US: Syria on nuclear watch list; North Koreans were in Syria

1938 Alert, and an update on this story from the Associated Press:



North Koreans were in Syria and Damascus may have had contacts with "secret suppliers" to obtain nuclear equipment, a senior US nuclear official said Friday.


Andrew Semmel, acting deputy assistant secretary of state for nuclear nonproliferation policy, did not name the suppliers, but said there were North Koreans in Syria and that he could not exclude that the network run by disgraced Pakistan nuclear scientist A.Q. Khan may have been involved.


Semmel was responding to questions about an Israeli air strike in northern Syria last week.


Neither side has explained what exactly happened, but a US government official
confirmed that Israeli warplanes were targeting weapons from Iran and destined for Hizbullah in Lebanon.


The Washington Post reported Thursday that Israel had gathered satellite imagery showing possible North Korean cooperation with Syria on a nuclear facility.


Semmel, who is in Italy for a meeting Saturday on the Nuclear Nonproliferation Treaty, said that Syria was certainly on the US nuclear "watch list."


"There are indicators that they do have something going on there," he said. "We do know that there are a number of foreign technicians that have been in Syria.
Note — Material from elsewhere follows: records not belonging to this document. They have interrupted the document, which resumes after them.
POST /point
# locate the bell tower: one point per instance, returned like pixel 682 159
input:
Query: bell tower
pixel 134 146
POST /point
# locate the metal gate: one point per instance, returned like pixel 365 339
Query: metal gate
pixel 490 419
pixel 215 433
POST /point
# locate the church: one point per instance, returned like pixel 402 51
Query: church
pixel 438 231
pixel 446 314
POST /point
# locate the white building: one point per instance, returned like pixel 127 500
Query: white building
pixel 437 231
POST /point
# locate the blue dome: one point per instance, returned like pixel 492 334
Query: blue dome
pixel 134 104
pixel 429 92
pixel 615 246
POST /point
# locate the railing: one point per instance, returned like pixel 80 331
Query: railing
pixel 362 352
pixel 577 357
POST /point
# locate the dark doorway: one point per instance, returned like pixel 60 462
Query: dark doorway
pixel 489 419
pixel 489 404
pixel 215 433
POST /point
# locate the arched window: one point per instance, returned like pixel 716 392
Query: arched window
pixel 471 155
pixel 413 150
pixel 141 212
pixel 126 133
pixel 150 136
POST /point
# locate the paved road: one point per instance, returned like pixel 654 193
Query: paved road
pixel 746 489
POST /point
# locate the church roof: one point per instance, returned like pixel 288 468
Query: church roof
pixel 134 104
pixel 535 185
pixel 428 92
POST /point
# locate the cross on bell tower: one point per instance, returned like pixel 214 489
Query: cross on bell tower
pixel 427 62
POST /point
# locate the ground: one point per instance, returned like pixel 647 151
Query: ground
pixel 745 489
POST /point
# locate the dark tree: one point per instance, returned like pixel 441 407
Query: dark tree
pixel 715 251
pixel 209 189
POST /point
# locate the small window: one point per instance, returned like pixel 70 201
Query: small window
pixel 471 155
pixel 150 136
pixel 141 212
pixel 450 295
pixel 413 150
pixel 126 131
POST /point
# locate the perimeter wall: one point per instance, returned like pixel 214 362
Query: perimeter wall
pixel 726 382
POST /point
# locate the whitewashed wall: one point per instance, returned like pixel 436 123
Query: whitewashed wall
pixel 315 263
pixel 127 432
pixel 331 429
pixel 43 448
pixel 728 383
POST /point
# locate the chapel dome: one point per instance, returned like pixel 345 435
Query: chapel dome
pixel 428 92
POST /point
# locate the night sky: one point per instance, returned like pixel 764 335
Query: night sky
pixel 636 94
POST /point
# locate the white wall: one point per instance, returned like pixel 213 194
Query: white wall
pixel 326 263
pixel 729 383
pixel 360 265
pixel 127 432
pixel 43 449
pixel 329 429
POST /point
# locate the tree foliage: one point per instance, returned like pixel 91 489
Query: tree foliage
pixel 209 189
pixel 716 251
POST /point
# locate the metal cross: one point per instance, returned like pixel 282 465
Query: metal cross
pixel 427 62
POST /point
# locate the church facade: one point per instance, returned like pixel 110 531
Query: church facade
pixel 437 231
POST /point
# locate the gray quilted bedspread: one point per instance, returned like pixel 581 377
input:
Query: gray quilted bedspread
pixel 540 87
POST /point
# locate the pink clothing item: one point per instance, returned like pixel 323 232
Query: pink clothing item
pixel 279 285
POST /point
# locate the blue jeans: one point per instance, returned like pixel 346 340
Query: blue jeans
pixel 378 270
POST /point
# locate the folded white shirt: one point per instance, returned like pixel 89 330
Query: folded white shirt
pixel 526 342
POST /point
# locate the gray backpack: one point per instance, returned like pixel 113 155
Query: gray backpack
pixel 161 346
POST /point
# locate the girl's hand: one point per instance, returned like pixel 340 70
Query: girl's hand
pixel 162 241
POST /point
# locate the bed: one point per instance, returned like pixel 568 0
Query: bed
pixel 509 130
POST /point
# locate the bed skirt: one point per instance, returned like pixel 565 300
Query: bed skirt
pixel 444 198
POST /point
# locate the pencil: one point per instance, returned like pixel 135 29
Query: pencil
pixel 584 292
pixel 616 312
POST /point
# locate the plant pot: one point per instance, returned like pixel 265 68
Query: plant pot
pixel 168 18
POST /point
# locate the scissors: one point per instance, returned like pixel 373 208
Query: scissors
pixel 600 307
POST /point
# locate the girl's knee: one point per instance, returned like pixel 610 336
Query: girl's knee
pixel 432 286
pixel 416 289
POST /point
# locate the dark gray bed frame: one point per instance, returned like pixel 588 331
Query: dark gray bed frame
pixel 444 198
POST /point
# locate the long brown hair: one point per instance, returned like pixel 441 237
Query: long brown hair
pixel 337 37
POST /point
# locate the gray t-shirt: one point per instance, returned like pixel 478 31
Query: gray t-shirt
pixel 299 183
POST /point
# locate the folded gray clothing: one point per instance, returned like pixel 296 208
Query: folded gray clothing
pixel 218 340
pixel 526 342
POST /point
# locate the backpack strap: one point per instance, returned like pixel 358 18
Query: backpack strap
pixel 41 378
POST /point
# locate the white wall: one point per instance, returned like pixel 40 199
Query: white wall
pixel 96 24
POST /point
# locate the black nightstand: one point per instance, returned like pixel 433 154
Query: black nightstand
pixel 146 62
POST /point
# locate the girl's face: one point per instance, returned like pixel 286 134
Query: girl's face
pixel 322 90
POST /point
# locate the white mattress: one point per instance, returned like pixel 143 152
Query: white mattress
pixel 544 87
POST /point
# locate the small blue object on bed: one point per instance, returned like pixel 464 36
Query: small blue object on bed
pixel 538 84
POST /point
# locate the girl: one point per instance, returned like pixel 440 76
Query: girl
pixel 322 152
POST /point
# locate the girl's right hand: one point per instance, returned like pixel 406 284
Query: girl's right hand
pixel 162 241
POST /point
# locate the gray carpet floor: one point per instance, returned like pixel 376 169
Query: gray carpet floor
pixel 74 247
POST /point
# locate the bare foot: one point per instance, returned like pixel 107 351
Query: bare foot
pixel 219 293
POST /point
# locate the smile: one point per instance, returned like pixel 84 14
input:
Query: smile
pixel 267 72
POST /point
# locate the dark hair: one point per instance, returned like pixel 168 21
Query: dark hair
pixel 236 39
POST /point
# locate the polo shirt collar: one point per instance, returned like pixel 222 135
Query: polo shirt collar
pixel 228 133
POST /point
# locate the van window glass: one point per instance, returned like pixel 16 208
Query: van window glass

We do know that there may have been contact between Syria and some secret suppliers for nuclear equipment. Whether anything transpired remains to be seen."


"So good foreign policy, good national security policy, would suggest that we pay very close attention to that," he said. "We're watching very closely. Obviously, the Israelis were watching very closely."


Asked if the suppliers could have been North Koreans, he said: "There are North Korean people there. There's no question about that. Just as there are a lot of North Koreans in Iraq and Iran."


Asked if the so-called Khan network, which supplied nuclear technology to Iran,
Libya and North Korea, could have been involved, he said he "wouldn't exclude" it.